Connect with us

Ne arıyorsun?

Argonotlar

Kütüphane

Adada olmanın dayanılmaz hafifliği ve de ağırlığı

Manuel Çıtak’ın ilk kişisel sergisi “islomania” 2 Temmuz’a kadar Depo’da görülebilecek. Serginin küratörleri Refik Akyüz ve Serdar Darendeliler’in sergi metni Argonotlar Kütüphanesi’nde.

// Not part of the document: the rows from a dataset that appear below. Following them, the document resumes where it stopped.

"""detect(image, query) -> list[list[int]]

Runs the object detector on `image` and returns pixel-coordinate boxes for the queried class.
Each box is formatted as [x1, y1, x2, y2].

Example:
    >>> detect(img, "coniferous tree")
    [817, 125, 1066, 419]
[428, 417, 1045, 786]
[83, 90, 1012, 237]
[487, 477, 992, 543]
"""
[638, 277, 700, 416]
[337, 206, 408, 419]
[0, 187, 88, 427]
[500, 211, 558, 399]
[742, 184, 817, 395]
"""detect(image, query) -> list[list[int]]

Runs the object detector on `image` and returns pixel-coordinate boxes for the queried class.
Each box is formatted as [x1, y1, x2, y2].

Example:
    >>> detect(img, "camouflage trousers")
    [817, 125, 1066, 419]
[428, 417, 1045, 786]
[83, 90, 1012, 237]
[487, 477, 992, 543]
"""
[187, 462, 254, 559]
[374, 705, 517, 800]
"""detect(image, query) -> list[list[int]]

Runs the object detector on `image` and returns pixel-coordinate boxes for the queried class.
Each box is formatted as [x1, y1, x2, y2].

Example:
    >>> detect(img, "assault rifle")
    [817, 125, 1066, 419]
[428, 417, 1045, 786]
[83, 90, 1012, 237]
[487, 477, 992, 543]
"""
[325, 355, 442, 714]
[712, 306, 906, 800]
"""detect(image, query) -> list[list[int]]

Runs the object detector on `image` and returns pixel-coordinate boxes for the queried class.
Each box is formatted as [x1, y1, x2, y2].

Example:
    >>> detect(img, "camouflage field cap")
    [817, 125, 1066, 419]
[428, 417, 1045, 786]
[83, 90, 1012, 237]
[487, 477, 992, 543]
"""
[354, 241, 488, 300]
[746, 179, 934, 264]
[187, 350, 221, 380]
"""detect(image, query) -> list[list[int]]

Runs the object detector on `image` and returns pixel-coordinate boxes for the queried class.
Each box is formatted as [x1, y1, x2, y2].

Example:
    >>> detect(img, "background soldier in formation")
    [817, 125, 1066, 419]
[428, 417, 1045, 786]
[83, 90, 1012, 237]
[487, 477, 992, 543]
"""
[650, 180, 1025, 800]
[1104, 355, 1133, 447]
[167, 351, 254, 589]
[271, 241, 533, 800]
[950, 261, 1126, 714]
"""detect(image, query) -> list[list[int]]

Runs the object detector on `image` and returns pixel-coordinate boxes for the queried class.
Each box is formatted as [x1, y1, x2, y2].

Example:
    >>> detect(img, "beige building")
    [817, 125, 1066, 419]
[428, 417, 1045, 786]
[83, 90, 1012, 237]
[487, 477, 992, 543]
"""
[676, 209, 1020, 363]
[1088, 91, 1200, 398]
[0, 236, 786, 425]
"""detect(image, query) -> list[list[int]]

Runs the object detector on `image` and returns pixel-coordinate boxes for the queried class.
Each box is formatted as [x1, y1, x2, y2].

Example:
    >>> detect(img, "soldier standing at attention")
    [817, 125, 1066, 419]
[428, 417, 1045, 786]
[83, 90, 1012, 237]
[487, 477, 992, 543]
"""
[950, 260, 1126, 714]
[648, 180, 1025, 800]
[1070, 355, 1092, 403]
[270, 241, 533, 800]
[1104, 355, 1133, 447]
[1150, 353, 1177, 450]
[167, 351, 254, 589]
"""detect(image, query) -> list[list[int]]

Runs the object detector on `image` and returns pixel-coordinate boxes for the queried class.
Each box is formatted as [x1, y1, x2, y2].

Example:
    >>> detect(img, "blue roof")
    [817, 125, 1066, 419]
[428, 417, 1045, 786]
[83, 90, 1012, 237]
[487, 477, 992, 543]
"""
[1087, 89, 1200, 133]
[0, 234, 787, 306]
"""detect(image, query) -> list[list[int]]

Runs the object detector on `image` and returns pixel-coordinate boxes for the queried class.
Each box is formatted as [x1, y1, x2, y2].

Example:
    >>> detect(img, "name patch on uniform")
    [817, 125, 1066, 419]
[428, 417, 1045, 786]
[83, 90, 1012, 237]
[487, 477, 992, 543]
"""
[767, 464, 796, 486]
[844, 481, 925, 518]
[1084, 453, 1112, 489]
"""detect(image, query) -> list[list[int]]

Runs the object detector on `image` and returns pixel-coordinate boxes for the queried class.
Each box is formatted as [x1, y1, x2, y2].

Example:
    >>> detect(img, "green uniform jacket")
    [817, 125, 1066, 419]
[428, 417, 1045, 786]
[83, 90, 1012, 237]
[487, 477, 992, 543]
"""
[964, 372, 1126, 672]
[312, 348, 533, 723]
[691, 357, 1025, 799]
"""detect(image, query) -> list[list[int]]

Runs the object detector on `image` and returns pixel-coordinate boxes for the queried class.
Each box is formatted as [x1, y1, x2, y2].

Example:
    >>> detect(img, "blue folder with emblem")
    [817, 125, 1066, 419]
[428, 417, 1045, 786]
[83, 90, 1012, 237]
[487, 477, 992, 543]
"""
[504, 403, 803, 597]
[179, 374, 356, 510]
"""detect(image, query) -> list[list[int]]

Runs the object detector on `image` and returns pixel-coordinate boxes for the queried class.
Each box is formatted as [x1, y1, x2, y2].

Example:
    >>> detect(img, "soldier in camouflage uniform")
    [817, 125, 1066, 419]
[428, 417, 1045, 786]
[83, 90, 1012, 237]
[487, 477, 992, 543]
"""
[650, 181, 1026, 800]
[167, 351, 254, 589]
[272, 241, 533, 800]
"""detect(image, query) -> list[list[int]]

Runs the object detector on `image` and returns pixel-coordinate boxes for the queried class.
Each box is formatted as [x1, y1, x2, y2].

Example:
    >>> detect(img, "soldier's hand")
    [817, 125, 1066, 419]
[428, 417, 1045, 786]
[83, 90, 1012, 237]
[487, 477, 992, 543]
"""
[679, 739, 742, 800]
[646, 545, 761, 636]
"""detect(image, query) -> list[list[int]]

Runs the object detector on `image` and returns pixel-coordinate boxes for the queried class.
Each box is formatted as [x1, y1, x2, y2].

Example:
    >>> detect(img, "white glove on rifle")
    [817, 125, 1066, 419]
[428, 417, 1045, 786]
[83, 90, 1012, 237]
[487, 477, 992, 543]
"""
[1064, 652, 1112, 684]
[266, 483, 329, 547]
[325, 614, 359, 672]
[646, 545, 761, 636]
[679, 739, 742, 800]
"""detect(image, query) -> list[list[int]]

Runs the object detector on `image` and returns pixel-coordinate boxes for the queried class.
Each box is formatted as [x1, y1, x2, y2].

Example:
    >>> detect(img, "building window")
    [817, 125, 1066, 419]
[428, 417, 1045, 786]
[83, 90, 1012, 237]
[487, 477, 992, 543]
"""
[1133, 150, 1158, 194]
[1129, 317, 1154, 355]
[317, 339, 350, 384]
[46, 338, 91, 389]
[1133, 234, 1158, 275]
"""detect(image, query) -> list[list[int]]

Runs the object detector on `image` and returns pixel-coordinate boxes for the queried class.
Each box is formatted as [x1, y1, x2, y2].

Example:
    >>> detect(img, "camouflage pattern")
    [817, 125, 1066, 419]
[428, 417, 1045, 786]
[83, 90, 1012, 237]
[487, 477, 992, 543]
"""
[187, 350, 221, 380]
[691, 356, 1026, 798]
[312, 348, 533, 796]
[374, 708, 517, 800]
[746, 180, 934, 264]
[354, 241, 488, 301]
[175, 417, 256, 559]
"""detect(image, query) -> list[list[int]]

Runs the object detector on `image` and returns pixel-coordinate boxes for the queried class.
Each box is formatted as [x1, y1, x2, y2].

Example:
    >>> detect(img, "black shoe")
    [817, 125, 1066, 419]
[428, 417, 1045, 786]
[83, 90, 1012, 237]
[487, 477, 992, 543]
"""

Manuel Çıtak, Kıyıda IV, 2019.

Bir itirafla başlayalım: islomania sözcüğünü, muhtemelen pek çoğunuz gibi, biz de ilk defa bu sergi hakkında konuşmaya başladığımız zaman duyduk. İlk defa duymuş olsak da nedense bize hiç yabancı bir kavram gibi gelmedi. Bu kavramı ilk olarak, yirminci yüzyılda yaşamış İngiliz roman, oyun ve seyahat kitapları yazarı, şair Lawrence Durrell kullanmış. Durrell’in Rodos üzerine yazdığı Reflections on a Marine Venus (1953) kitabında, Rodos adasındayken arkadaş olduğunu belirttiği -ancak aslında Durrell tarafından yaratılmış hayalî bir karakter olan- Gideon tarafından ortaya atılmış olduğunu söyleyerek kullandığı islomania’dan muzdarip olan insanlar, etrafı denizle çevrili küçük bir dünya üzerinde oldukları bilgisiyle bile tanımlaması güç bir sarhoşluğa adım atarlar. Durrell bu kitabında islomania’yı tam olarak şöyle tanımlar: “Bir keresinde Gideon’un defterlerinin arasında tıp bilimi tarafından sınıflandırılmamış hastalıklara dair bir liste buldum. Burada islomania diye nadir ama bilinmez olmayan bir ruh hastalığından bahsediyordu. Bu insanlar, Gideon’un deyimiyle, adaları bir şekilde çok çekici buluyordu. Gideon’a göre, biz islomanlar doğrudan Atlantislilerin soyundan gelmekteyiz ve bilinçaltımız kayıp Atlantis’e doğru çekilmekte. Bu da demek ki adaları karşı konulmaz buluyoruz.”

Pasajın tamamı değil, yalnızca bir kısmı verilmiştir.